Patient was made during an artists residency between 1995 and 1997 at Brockhall Village, Lancashire. Brockhall Village was being developed from a derelict mental asylum into a luxury secure housing estate by the property tycoon Gerald Hitman. Brockhall Village was built in 1904 as an Inebriate Women’s Reforatory, and closed down in 1992 as part of the conservative governments care in the community programme.
During this residency I lived in the nurses quarters of the site and had a studio in the old Laundry Building. I gathered medical notes, x-rays, and other ephemera and detritus that had been left on the old site or was being used as part of the buildings programme. I utilised these objects and documents to create this painting, together with interweaving stories from my personal history and the imagined histories of the women who had been residents of the Inebriates Reformatory.
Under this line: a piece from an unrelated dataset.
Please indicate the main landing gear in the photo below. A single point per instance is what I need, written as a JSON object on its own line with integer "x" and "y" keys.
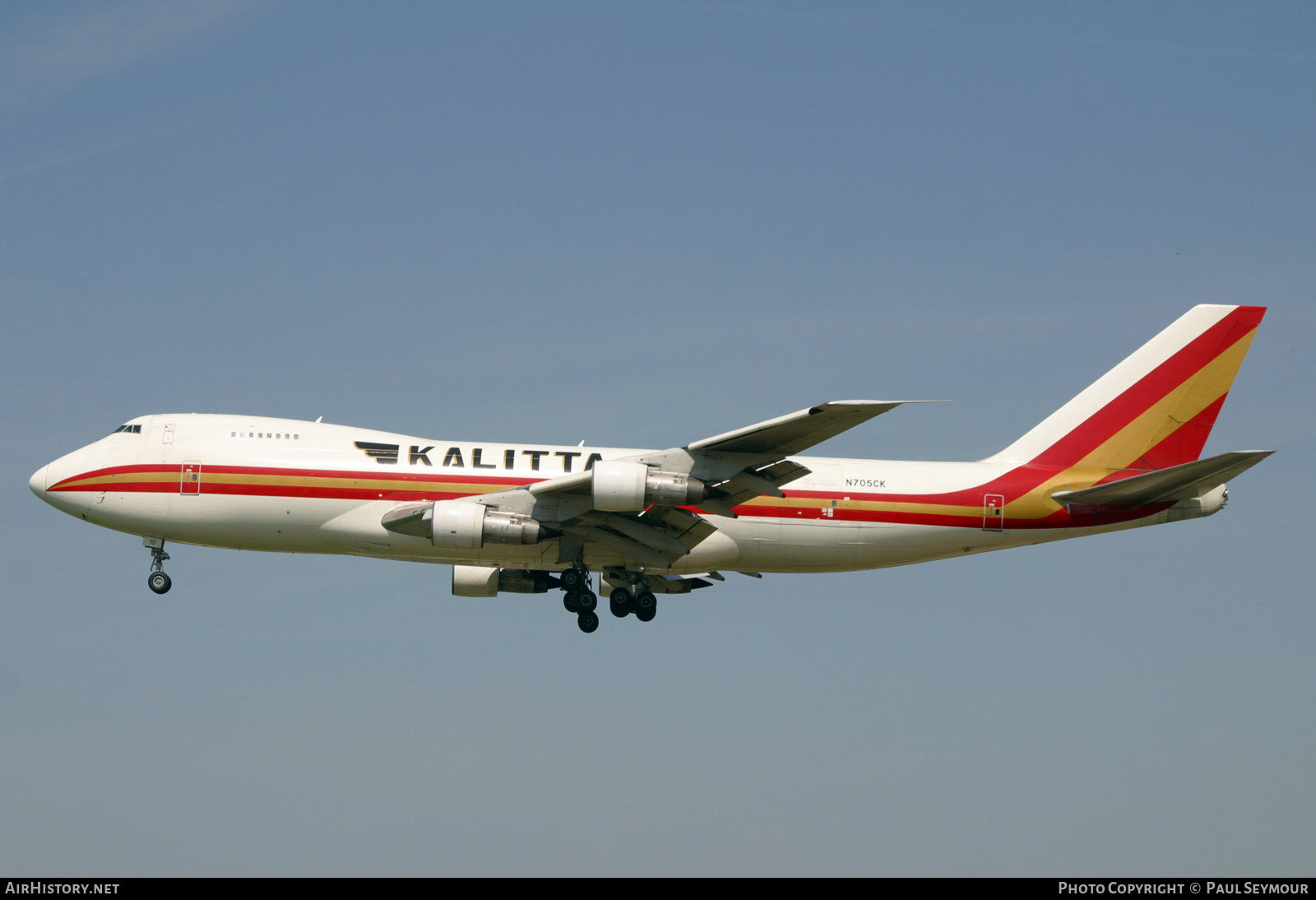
{"x": 642, "y": 603}
{"x": 579, "y": 599}
{"x": 157, "y": 581}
This painting shows the back of a contorted female torso. The back bone exposed of flesh is pulled together by a decorative corset. The painting is monochromatic referencing the x-rays that have been used as source material to create this painting. The background of the painting has been built using construction fencing as a stencil, its linear quality suggesting the passage of time.
The x-rays used for this painting were of a highly deformed back. The x-rays were found housed in a building where a doctor had resided. The hospital which had originally opened as a reformatory for inebriate women also served as a hospital for people with severe physical as well as mental disabilities. At the time I made this painting, I was working as a life model. I would use mediative techniques during life modelling to cope with the pain and physical endurance that was needed to sustain long poses. Patient refers both to my time when I worked as a life model and also play’s with the notion of the patients as a conglomoration of ghosts.